Trying to find/ride the line of being talented and musically diverse but watering it all down for mass consumption over bass and bounce instead of lyrical depth and sincerity. The tough choice of showing his maturity and what he’s learned while still letting us know that he’s still having a good time and conquering as many things/women as he’d like. While that may work in a movie where you can use scenes, transitions, settings to tell a story, on an album, the shift from the bedroom to the club isn’t always well choreographed…and sometimes, you trip. There are a bit too many drunken trips to the dancefloor, drunk dials, and sloppy make out sessions on this album. Foxx definitely went out and grabbed some of the better producers to work on this album…but I think if he would have cut that down a bit, he’d have a much more cohesive and well produced album. While this album may be titled Hollywood: A Story of a Dozen Roses, I’m left wondering if this is just him telling us again that this is The Best Night of My Life as he gives us some Unpredictable arrangement. As we Peep This offering, I really wish that he’d have better Intuition when it comes to what songs make the album or at least how they are arranged. As it stands, right now, who’s gonna clean up all these damn flowers.

rating-two-and-a-half-a

  • B-Easy
    • saulewright

      Jerm ain’t been in here to talk about Foxx hairline yet?

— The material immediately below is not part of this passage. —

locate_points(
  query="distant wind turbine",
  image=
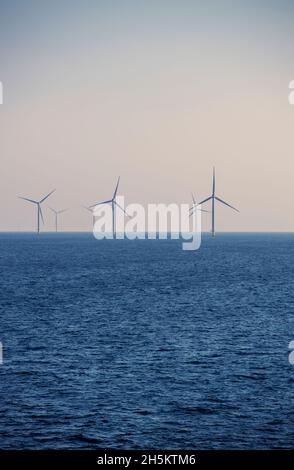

  • Short-T:goodkidratchetcity.com

    Whoa, Saule Wright wrote this? I gotta read it. SW, what’s your opinion on Kehlani?

  • Clobes

    Nice concise shit Saule, I’m liking this style, I also thought the album was kinda a let down

    • saulewright

      Thanks bruh. I’m getting the feeling more folks feel like us than don’t about this album.

  • DuB

    My issue with Foxx is similar to by brother SW’s. Jamie has one of the best voices in the game, but his music doesn’t connect. Why? Well it can be one of two reasons honestly.

    1. He rarely writes his own lyrics. You Changed Me sounds like it was created for Chris Brown and only Chris Brown. Foxx heard it and loved it and asked to have it. This is the reason that “Fall For Your Type” didn’t blow up for him. That was a Drake joint. We loved it when we heard Drizzy sing that joint, but when Foxx did it didn’t sound believable. Foxxes best album, in my opinion, was Unpredictable.That brings me to my second point.

    2. He tries to do what’s hot, instead of staying true to him. Plenty of RnB singers don’t write their stuff, but work with the writers so they give enough of themselves to the listener that they connect. Jamie did this on Unpredictable with songs like “You Still Got It”, “Heaven” and “Wish You Were Here”. THose songs weren’t written by him (at least not alone” but they conveyed his honest emotions on real things he was going through.

    This album wasn’t very good is what I’m saying.